Coffee heat rising

A-n-n-d… {rumble rumble} here we go again!!

Dusk. Dog and human fed and dutifully loafing. And the evening serenade rumbles in through the windows:

GRRRGGRGGRRRRRUUUMMMMMBLLLLEEEE GRBAM!

Wooo HOO! Lightning and thunder bouncing in through the gray skies.

Just enough rain to wet the pool’s decking and the houses’ roofs. But otherwise: mostly stürm und drang…rather little water. That notwithstanding: we who are a human and a dawg are mighty glad we’re not out prancing around in it.

Innaresting…I can’t tell just how ferocious this freshet thinks it is. NOISY is what it is, actually. Lots of crabby-sounding, grumbling thunder, but not a lot of visible lightning, and just a fairly conservative rainfall.

Hmmmm….. Let’s close them thar drapes. Oddly, I just don’t like the look of whatever is going on out there.

Meanwhile, in the Department of Idle Curiosity, let us look up my father’s people: the Chocktaw tribe of America’s South.

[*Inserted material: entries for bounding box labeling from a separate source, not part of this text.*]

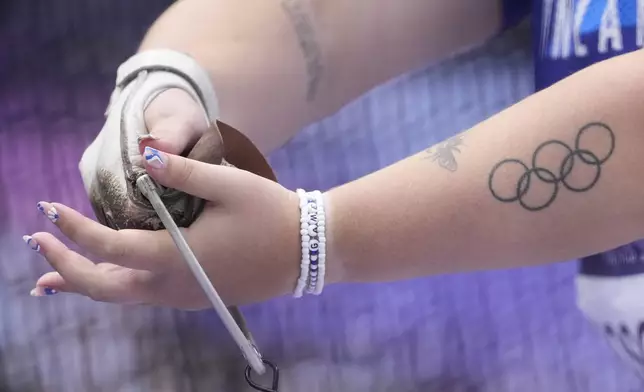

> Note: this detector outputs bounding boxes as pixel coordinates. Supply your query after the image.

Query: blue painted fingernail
[143,146,165,169]
[22,235,40,252]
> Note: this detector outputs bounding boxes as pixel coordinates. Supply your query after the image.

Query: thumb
[143,146,247,201]
[139,88,208,154]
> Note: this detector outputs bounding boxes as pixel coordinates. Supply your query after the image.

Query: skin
[25,0,588,309]
[28,52,644,308]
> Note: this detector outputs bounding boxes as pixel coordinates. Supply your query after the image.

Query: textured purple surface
[0,0,643,392]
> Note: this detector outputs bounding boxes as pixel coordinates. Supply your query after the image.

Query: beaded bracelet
[293,189,326,298]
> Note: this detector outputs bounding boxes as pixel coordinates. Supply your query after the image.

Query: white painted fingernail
[143,146,166,169]
[22,235,40,252]
[47,206,60,223]
[137,133,159,143]
[29,287,58,297]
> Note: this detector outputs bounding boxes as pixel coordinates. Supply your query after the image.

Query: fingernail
[47,206,60,223]
[22,235,40,252]
[36,201,60,223]
[137,133,159,144]
[29,287,58,297]
[143,146,165,169]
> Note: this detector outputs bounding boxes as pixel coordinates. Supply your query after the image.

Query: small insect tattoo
[427,135,463,172]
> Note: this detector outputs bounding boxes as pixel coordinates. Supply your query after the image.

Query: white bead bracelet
[293,189,326,298]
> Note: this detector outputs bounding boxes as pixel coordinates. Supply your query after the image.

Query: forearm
[141,0,501,153]
[327,52,644,281]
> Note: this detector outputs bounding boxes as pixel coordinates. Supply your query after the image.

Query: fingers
[25,233,151,303]
[143,147,250,201]
[140,88,208,154]
[38,202,176,269]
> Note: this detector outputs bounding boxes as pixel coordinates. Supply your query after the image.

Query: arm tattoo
[488,122,615,211]
[282,0,323,101]
[427,135,463,172]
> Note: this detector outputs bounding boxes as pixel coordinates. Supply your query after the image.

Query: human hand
[25,150,301,309]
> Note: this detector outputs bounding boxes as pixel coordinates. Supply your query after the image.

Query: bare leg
[141,0,502,153]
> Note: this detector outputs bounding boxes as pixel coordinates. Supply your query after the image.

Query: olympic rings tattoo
[488,122,615,211]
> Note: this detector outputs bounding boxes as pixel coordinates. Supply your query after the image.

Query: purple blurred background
[0,0,644,392]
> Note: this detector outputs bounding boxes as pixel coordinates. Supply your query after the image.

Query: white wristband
[293,189,326,298]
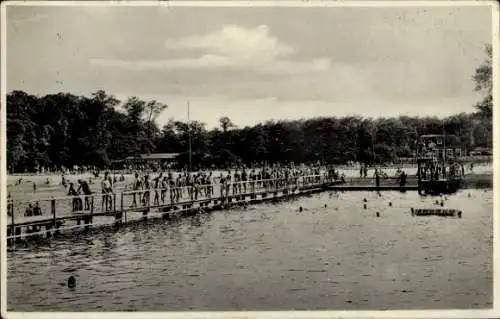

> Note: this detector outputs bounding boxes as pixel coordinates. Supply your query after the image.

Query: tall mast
[187,101,192,172]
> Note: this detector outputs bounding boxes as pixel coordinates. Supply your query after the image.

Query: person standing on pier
[399,171,406,187]
[131,172,141,207]
[68,183,81,212]
[101,172,111,211]
[153,173,163,205]
[77,179,92,210]
[142,174,151,206]
[24,203,33,217]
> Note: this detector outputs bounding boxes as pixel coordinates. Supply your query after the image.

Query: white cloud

Interesting bunch, they were. My mother said he came out of the deep South. Apparently that was the case…with flair. 😀

He would never admit to being anything, genetically, but whitey-white. But all you had to do was look at him to know something was out of kilter with that claim. He had dark brown hair: so dark that when he slathered Brylcreem into it, it appeared to be black. Combine that with the most striking blue eyes, and…my goodness. He was quite a looker. He was tall, slender but well-built, overall a pretty handsome sorta fella. Came out of Texas and the Deep South.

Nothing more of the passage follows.